プラント運転管理技術の開発成果(1)



  安定運転の継続に努める一方、自主開発の理念は進取のチャレンジ精神としてプラント運転管理技術の高度化においても受け継がれ、超音波やテレビカメラを駆使した圧力管検査装置の開発、減速材である重水の精製装置開発による重水リサイクル技術とトリチウム被ばく対策の確立など、「ふげん」に続く実証炉さらには実用炉も念頭においたATR固有の技術開発に発揮されました。
  さらに、ステンレス鋼の応力腐食割れ対策として取り組んだ水素注入技術、被ばく低減対策の最終解決としての系統化学除染と亜鉛注入技術など、原子力プラント共通の課題に対しても、自ら試験しデータを採り、自ら評価、検証しながらひとつ一つ、問題を克服し技術を確立してきました。

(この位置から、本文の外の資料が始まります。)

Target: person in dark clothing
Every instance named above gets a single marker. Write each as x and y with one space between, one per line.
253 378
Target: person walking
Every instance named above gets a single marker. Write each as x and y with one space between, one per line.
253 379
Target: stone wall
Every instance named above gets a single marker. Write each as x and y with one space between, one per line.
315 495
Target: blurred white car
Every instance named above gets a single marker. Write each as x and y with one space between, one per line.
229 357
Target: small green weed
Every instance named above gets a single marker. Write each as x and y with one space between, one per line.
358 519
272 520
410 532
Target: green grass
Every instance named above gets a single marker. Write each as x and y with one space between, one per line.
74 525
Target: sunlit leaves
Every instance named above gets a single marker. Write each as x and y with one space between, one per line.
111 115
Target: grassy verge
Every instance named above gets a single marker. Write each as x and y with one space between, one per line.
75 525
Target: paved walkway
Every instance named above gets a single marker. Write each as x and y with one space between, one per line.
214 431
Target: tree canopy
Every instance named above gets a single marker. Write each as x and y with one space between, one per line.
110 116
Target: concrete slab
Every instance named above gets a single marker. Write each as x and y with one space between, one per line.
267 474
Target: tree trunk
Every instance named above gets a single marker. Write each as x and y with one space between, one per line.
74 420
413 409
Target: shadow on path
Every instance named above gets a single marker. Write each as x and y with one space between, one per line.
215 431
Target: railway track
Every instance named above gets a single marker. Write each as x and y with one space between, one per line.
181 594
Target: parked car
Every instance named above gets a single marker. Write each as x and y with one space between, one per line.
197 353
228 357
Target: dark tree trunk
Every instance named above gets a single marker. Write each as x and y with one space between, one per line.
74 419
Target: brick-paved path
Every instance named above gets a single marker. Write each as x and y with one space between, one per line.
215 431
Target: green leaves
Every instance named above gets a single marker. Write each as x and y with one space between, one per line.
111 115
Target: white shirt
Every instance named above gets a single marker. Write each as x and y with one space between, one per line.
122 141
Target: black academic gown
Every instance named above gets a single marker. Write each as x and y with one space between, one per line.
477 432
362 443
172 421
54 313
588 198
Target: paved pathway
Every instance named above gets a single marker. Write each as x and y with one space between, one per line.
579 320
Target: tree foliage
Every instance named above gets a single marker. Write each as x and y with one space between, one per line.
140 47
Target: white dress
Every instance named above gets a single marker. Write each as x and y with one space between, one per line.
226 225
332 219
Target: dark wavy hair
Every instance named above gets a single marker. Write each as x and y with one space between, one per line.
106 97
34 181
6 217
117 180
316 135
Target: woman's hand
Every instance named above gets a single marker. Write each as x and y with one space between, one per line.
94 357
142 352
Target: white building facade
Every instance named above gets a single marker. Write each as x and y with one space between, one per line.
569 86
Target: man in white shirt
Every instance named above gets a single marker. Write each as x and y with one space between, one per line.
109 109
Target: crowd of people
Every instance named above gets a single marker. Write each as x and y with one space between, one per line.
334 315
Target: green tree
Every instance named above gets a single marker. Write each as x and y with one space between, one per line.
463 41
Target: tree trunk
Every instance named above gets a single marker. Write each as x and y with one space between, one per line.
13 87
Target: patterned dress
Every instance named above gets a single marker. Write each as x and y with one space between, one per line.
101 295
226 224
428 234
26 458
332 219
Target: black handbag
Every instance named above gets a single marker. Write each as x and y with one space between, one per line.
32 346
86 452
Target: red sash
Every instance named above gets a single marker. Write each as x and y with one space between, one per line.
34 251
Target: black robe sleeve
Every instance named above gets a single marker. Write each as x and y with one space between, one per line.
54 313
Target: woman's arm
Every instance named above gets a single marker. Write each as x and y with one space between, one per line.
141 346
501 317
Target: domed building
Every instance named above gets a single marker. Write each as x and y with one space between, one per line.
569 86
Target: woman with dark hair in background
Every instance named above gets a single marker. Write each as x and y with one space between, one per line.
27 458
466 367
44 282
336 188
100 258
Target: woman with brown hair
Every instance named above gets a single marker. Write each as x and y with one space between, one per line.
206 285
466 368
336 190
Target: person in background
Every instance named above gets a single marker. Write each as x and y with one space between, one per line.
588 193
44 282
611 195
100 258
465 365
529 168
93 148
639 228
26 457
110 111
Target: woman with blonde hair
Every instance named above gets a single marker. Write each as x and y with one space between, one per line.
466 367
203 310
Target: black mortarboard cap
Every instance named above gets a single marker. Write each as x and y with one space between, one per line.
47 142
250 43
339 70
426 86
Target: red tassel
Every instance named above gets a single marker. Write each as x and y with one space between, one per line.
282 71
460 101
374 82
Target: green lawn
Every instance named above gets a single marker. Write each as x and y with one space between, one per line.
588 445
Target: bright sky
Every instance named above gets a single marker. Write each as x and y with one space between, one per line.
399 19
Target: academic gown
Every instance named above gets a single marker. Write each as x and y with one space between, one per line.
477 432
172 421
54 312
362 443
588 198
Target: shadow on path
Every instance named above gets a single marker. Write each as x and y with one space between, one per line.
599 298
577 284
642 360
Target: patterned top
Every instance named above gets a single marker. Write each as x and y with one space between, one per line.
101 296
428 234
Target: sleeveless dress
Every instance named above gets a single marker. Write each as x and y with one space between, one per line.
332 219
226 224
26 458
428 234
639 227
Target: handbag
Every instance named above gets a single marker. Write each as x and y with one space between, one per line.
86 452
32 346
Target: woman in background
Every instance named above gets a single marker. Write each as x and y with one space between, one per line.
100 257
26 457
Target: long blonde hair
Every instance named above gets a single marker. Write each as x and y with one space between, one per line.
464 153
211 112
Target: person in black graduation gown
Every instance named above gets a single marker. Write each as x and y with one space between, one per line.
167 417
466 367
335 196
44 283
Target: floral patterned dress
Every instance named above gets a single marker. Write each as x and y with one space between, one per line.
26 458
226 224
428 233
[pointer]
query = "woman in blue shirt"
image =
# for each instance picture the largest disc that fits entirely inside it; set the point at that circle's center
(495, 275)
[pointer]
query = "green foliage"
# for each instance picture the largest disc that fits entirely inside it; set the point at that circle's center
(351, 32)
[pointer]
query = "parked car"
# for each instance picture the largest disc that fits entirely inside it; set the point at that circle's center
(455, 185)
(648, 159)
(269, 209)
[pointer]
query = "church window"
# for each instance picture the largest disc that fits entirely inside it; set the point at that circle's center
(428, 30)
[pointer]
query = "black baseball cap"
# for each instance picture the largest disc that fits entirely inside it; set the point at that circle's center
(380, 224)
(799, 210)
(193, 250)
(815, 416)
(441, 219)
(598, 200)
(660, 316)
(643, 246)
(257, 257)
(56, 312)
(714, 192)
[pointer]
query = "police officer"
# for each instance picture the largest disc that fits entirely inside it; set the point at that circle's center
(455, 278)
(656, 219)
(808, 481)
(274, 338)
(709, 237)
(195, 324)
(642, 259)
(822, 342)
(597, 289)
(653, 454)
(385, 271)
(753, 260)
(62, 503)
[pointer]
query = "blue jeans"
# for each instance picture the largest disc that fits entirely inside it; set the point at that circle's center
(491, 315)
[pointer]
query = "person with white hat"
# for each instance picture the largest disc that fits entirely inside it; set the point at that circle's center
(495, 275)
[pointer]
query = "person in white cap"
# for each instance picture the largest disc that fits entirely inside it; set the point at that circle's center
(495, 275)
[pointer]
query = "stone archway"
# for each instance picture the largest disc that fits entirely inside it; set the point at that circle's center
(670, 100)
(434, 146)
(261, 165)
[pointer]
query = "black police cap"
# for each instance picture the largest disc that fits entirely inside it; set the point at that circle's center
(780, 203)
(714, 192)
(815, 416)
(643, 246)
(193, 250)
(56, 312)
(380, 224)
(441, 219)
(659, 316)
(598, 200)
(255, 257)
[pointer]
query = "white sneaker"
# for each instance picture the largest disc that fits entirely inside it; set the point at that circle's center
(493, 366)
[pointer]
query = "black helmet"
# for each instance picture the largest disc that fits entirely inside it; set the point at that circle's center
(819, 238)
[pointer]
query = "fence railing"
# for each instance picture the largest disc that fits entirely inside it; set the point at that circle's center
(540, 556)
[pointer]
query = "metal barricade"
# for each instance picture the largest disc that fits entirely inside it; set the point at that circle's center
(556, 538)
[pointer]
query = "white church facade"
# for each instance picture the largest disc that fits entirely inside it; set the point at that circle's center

これらの開発は、大型試験施設の活用や国内メーカーと一体となって取

り組み、得られた成果は実証的かつ信頼度の高い技術として高い評価を受け、商用軽水炉の適用へも波及しています。
  また「ふげん」では、現在では当たり前となっている計算機の活用においても、運転開始より取り組んできており、近年のハードおよびソフトウェアの技術進展もあいまって、高度な計算機システムの開発、導入を積極的に図ってきました。これらは、従来困難とされていた運転員や保守員のノウハウをシステム化することを可能とし、熟練運転員に匹敵する原子炉給水系のファジイ制御、保守の省力化や信頼性向上を図る運転保守管理システム、プラントの異常早期発見やプラント挙動の解析に威力を発揮するプラントデータ収集システムなどとして結実しています。

ATR特有技術の開発

(1) 圧力管検査装置
  「ふげん」では軽水炉の原子炉圧力容器に相当する圧力管に、材料としてはわが国初めてのジルコニウム・ニオブ合金を採用したため、供用中検査として圧力管内径の寸法計測や超音波探傷、TVによる内表面観察を行い健全性を確認するとともに、設計の妥当性を評価する必要がありました。このため燃料交換装置を利用して圧力管に取り付け、遠隔で自動検査を行う特殊な検査装置を開発しました。開発に当たっては、圧力管内の高放射線量に対する十分な耐放射線性や圧力管内に収まる小型化と高い検査精度など相反する要求があり、大洗工学センターでの試験と「ふげん」での検査を繰り返し、改良を加えながら現在の装置に至っています。本装置による検査により、圧力管の健全性が確認されるとともに、圧力管クリープ歪み量の測定結果も予測値と非常に良く一致し、設計の妥当性も確認されました。